Wahrscheinlich war die Laufzeit des Filmes wohl zu kurz, um die Themen Stalking und "Break up Violence" (Gewalt nach einem Beziehungsaus) zu behandeln. Hier ging jedoch das Potenzial verloren, solche ernsthaften Themen länger und detaillierter zu behandeln sowie darüber aufzuklären – vor allem, da die Zielgruppe des Filmes Jugendliche sind.
5. Unrealistische Momente und Handlungsstränge
Dass Romanzen nicht unbedingt unser reales Leben widerspiegeln, ist kein Geheimnis. Dennoch gibt es in dem Film so viele unrealistische Momente und Handlungen, dass man aus dem wilden Kopfschütteln gar nicht herauskommt. Neben dem oftmals fehlenden Konsens ist auch die Szene, in der Lionel das junge Liebespaar auf einer Brücke überfahren möchte, extrem unlogisch. Warum waren alle drei Personen plötzlich auf der Brücke und warum sind Nica und Rigel nicht einfach auf das Geländer geklettert, anstatt ins kalte Wasser zu springen und Rigel ins Koma zu befördern?! (Dass man sich einfach mal so entschließt, jemanden zu überfahren, ignorieren wir an dieser Stelle einfach, weil ... is eh scho egal!)
Auch, dass die Adoptiveltern nicht mitbekommen, dass Nica und Rigel ineinander verliebt sind, sorgt für beinahe pathologisches Kopfkratzen. Abgesehen davon, dass es zwei pubertierende Teenies sind, die ihre Hormone teilweise nur schwer im Griff haben, wird beim Gerichtsprozess gegen die Waisenhausleiterin von Nica bestätigt, dass sie in Rigel verliebt ist. Dabei sieht man absolut keine Reaktion seitens der Adoptiveltern.

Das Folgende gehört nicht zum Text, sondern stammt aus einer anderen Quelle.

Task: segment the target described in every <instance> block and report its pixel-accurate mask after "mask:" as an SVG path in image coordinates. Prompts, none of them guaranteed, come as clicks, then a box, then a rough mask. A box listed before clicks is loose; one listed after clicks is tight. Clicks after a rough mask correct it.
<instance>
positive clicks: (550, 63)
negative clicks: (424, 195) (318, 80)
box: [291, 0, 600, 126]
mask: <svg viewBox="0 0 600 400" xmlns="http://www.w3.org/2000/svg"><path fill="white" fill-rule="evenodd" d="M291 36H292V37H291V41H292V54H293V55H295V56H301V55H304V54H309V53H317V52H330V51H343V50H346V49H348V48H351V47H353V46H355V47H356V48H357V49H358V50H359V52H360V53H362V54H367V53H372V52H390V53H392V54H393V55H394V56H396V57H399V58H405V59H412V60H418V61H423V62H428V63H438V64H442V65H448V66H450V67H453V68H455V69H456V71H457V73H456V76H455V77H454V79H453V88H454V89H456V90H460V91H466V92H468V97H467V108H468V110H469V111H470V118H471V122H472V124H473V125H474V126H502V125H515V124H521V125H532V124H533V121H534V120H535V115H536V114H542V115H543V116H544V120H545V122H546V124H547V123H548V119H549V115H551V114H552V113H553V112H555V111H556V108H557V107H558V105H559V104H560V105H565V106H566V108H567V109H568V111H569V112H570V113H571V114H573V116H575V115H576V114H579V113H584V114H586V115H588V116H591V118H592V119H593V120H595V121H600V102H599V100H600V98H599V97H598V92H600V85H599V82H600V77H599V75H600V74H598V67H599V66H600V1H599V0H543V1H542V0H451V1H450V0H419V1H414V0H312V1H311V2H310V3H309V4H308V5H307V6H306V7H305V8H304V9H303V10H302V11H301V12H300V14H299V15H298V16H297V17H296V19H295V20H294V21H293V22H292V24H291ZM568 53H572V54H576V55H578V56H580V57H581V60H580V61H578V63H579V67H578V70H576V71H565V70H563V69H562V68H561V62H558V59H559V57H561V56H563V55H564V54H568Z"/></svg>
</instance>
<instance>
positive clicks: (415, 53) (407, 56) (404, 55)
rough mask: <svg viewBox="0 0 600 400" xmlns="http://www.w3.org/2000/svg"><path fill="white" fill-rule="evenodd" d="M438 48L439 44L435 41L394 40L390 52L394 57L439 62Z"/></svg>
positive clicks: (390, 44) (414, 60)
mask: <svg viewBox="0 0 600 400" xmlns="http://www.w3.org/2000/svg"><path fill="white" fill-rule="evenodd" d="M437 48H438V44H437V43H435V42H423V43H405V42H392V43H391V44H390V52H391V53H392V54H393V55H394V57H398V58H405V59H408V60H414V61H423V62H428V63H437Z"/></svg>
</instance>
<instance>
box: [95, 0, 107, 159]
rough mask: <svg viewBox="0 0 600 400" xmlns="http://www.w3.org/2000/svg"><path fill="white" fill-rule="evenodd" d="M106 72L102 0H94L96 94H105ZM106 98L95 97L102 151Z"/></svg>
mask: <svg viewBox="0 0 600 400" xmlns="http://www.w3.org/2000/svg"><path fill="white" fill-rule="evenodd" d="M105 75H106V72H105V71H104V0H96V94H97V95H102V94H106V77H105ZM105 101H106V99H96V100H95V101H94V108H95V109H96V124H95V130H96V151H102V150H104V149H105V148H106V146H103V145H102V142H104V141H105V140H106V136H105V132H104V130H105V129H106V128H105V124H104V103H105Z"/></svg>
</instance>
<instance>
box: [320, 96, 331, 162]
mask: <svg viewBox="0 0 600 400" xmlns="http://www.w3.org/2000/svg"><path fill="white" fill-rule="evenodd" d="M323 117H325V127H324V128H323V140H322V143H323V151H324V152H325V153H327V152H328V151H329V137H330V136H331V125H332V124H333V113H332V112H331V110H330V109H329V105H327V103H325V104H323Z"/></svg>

Ebenfalls unrealistisch: Die 17-Jährige erzählt vor Gericht von den Gräueltaten in ihrer Kindheit; nach der Rede bekommt sie tosenden Applaus und läuft aus dem Gebäude, um zu ihrem Liebsten ins Krankenhaus zu laufen. Dort erzählt sie ihm, dass sie den Gerichtsprozess gegen Margaret gewonnen hätten – im Film selbst wurde jedoch nie die Urteilsverkündung gezeigt. Aber wir glauben das einfach mal, denn schlucken müssen wir in diesen knapp zwei Filmstunden ohnehin eine Menge. Anschließend weint sie in seinem Schoß und durch ihre Tränen erwacht der Jugendliche wieder. Da bekommt Wunschdenken eine ganz neue Bedeutung. Und als wäre das alles nicht so strunzdumm, könnte man sogar selbst eine Träne zerdrücken.
Fazit
Was ich aber dann tatsächlich getan habe. "Der Tränenmacher" ist seinem Titel gerecht geworden und hat bei mir tatsächlich Tränen gemacht – aber nur deshalb, weil der Film so abgrundtief schlecht war. Und ich diese verlorene Lebenszeit nie mehr zurückbekommen werde. Kurz: Ich habe nichts erwartet und wurde trotzdem enttäuscht.